Shim Won-Yi, Seomoon Hye-Ryung’un büyüsüne kapılmış gibi sandalyesine çökmüş olan Jin Mu-Won’u izledi.
O hâlâ bir çocuk. Yine de genç olması onun gibi bir kaplan yavrusunu hafife almak için bir neden değil.
Tam o sırada Eun Han-Seol, “Artık yemeğe başlayabilir miyiz?” diye yakındı.
Kadının sesi sanki bir alarm ziliymiş gibi, Jin Mu-Won aniden sersemliğinden uyandı. Başını kaldırdı ve Eun Han-Seol’un somurtarak yemeğe baktığını gördü.
Shim Won-Yi kahkahalara boğuldu.
“Haha! Benim hatam, neredeyse başka bir misafirimiz olduğunu unutuyordum. Nasıl olsa yemek yerken bile konuşmaya devam edebiliriz.”
Ziyafet başladı. Hem Jin Mu-Won hem de Eun Han-Seol yemek çubuklarını kuvvetle hareket ettirerek yemekleri kapıştılar. Bir tabak neredeyse boşaldığında, sanki önceden daha fazlasını hazırlamışlar gibi birkaç hizmetkâr yeniden doldurmak için ortaya çıkıyordu.
“Vay canına! Bu dongpo domuz1 sosu mükemmel. Et de çok iyi pişmiş. Bu şefin becerileri inanılmaz!”
“Bunu yapan kişi benim kişisel şefim. Konu kızarmış et olduğunda, Central Plains’in en iyilerinden biridir.”
“Muhtemelen içlerinde en iyisi odur!” Jin Mu-Won, Shim Won-Yi’yi onayladı.
“Bir içkiye daha ne dersin?”
“Elbette…”
Jin Mu-Won, Shim Won-Yi’nin ikram ettiği tüm şarabı içti. Sonuç olarak o kadar sarhoş olmuştu ki yüzü kıpkırmızı olmuş ve gözleri kan çanağına dönmüştü.
Bir süre sonra, yemeklerini bitirdiklerinde Shim Won-Yi bir mendille dudaklarını sildi ve “Bugünkü yemeği nasıl buldunuz?” diye sordu.
“Sayenizde lüks bir yemeğin tadını çıkardım. Mümkünse daha sık yemeğe davet edilmek isterim.”
“Bu sorun olmaz.”
“O zaman sanırım size şimdiden teşekkür etmem gerekecek.”

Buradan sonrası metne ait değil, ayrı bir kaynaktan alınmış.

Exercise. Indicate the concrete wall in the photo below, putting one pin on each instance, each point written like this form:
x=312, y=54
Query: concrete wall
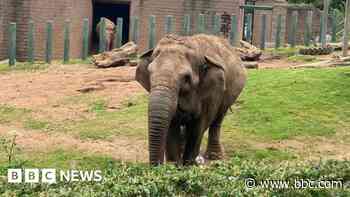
x=58, y=11
x=145, y=8
x=7, y=8
x=40, y=12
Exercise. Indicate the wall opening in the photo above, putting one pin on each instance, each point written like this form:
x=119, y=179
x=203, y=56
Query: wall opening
x=112, y=11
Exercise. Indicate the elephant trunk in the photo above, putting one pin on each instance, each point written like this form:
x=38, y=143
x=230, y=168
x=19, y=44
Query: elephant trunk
x=160, y=112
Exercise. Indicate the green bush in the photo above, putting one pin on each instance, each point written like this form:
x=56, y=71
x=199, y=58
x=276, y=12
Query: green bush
x=218, y=179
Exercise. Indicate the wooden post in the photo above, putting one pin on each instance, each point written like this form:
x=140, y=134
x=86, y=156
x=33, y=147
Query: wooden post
x=201, y=23
x=30, y=49
x=346, y=28
x=134, y=29
x=233, y=31
x=308, y=28
x=216, y=25
x=334, y=26
x=102, y=34
x=169, y=20
x=12, y=43
x=294, y=29
x=187, y=25
x=48, y=56
x=321, y=29
x=324, y=22
x=263, y=32
x=85, y=49
x=66, y=42
x=152, y=32
x=249, y=28
x=278, y=32
x=118, y=38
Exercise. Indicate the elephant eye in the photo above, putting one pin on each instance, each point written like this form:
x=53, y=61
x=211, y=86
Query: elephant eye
x=187, y=78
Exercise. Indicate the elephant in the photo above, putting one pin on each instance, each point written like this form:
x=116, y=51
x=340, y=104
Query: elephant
x=110, y=33
x=192, y=81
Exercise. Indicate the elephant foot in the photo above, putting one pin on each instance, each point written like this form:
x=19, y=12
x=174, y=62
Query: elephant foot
x=214, y=153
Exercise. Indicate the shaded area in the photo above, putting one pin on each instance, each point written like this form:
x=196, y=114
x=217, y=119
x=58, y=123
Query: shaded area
x=112, y=11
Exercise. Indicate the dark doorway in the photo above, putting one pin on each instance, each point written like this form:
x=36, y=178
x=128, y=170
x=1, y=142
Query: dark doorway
x=112, y=11
x=248, y=22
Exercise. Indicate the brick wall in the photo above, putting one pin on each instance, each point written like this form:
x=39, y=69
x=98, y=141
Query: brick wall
x=7, y=8
x=40, y=12
x=145, y=8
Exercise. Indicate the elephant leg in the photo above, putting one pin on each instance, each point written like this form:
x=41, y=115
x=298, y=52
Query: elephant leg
x=173, y=152
x=193, y=143
x=214, y=148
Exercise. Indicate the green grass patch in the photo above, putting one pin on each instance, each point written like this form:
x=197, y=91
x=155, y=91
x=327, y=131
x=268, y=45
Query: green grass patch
x=66, y=159
x=98, y=106
x=218, y=179
x=279, y=104
x=36, y=124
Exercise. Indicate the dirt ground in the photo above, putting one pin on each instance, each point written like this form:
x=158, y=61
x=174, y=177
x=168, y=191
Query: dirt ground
x=44, y=90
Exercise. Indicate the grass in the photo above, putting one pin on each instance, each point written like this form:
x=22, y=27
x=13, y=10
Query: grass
x=275, y=105
x=279, y=104
x=218, y=179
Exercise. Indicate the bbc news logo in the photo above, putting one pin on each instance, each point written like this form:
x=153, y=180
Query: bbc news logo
x=51, y=176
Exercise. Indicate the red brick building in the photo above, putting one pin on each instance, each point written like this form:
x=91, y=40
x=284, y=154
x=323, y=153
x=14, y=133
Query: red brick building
x=21, y=11
x=40, y=11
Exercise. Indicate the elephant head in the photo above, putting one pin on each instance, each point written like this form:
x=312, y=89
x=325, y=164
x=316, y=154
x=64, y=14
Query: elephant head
x=178, y=78
x=110, y=33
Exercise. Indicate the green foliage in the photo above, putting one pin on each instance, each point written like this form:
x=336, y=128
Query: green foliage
x=218, y=179
x=335, y=4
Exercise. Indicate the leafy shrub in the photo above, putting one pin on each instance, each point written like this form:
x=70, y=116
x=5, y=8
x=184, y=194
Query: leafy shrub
x=216, y=179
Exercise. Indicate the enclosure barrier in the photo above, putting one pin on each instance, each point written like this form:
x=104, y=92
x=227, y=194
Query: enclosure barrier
x=200, y=27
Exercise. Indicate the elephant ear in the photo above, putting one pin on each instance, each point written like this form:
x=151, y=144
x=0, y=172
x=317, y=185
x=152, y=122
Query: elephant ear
x=142, y=73
x=212, y=77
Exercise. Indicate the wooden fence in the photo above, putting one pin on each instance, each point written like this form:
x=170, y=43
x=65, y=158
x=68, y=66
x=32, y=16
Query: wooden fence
x=200, y=27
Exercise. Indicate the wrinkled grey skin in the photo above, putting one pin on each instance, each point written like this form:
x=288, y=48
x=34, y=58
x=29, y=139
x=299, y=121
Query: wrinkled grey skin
x=192, y=83
x=110, y=33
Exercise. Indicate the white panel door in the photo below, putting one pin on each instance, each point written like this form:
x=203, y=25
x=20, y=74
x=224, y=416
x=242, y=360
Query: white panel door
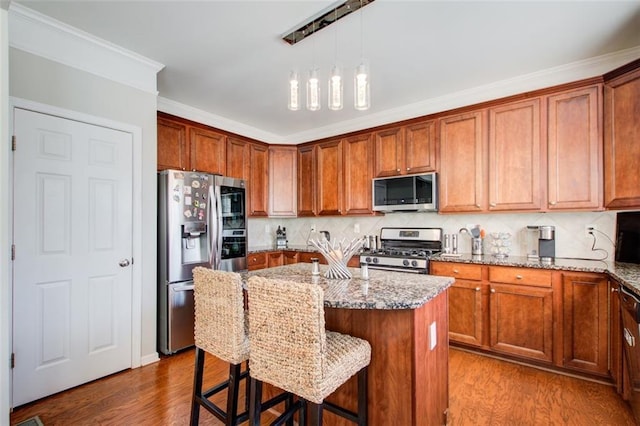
x=72, y=230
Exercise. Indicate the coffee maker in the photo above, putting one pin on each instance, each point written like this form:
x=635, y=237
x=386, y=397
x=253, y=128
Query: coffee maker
x=541, y=243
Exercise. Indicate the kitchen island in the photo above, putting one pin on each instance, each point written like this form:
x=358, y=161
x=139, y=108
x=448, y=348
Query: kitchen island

“Sizden de bir ricam olduğu için bu adil olur. Siz buranın sahibisiniz, ben ise sadece bir misafirim, bu nedenle bir süre burada kalmamıza izin vermenizi rica ediyorum.”
“Görünüşe göre bir süre daha kalmayı planlıyorsunuz.”
“Burada arkadaşımı bekliyorum.”
“Bir arkadaş mı?”
“Evet, bir arkadaş.”
Shim Won-Yi ilk kez gülümsedi. Jin Mu-Won onun gülümsemesinin avına bakan bir canavarın gülümsemesine benzediğini hissetti.
Seomoon Hye-Ryung, “‘Dam Soo-Cheon’ adını daha önce duymuş muydun?” diye sordu.
“Yüz Düello Denemesi’ni üstlenen adamı mı kastediyorsun?”
“Evet, o.”
“Neden birdenbire ondan bahsettin?”
Jin Mu-Won’un yüzünde bir şüphe belirdi. Kadının neden aniden Dam Soo-Cheon’dan bahsettiğini anlayamamıştı. Birden aklına bir düşünce geldi.
“Beklediğiniz kişi Dam Soo-Cheon olabilir mi? Neden buraya gelsin ki?”
“Yüz Düello Denemesi’nin son düellosunun yapılacağı yer buradan çok uzakta değil. Muhtemelen eski Kuzey Ordusu’nun ihtişamının izlerini kendi gözleriyle görmek istiyor. Kim ne derse desin, Kuzey Ordusu’nun Sessiz Gece ile yaptığı yüz yıllık savaşın tarihinin bu duvarlar arasında gömülü olduğu tartışılmaz bir gerçek.”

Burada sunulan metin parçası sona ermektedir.